Anyway, I thought it would be fun to do another cover art contest for
Cards on the Table, which reverts back to me this month. (The last one I did was for
In a Dark Wood, and the winner was LC Chase, which according to LC started her off a whole second career as a cover artist!)
So we'll do the same deal here. I'm offering $50 in prize money to the winning artist along with cover credit and a good bit of exposure and promotion.
Here's the technical stuff:
Please provide a Jpeg with the following Dimensions:
• Image dimensions of at least 500 by 800 pixels.
• A maximum of 2000 pixels on the longest side is preferred
• Ideal height/width ratio of 1.6
• Save at 72 dots per inch (dpi) for optimal viewing on the web
Color
Product images display on the Amazon website using RGB (red, green, blue) color mode. RGB is the color mode native to the web and many color screen displays, as these three colors displayed at varying levels of intensity create over 16 million colors.
Use color images whenever possible and relevant. The Kindle reading device has a black and white screen today but Kindle applications for other devices, such as iPhone or PC, take advantage of color fonts and images.

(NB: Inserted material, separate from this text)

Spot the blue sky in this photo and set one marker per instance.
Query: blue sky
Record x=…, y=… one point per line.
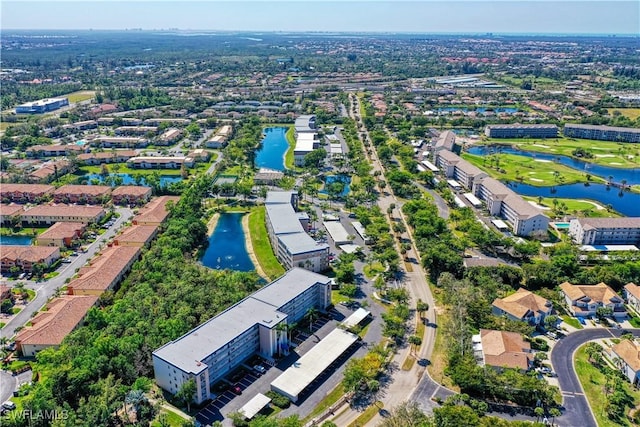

Borders for White Cover Art
Cover art with white or very light backgrounds can seem to disappear against the white background. Adding a very narrow (3-4 pixel) border in medium gray will define the boundaries of the cover.
If you haven't read the story, you can
see an excerpt on my website. A reporter tries to solve a decades old mystery with the help of his ex-lover cop. Possible artistic elements include the murder of a 1950s starlet, tarot cards, astrology, palm trees and Old Hollywood.
The way it works is you do up a cover and submit the link in the comment section below. You can submit as many covers as you like. Just remember that the cover needs to look good thumbnail sized as well as full size.
The contest will end on the 20th so I can pick that weekend and then send it off to my faithful Virtual Assistant for conversion. Feel free to ask any questions below!
Fingers crossed that we receive even half as many wonderful entries as we did last time. Good luck!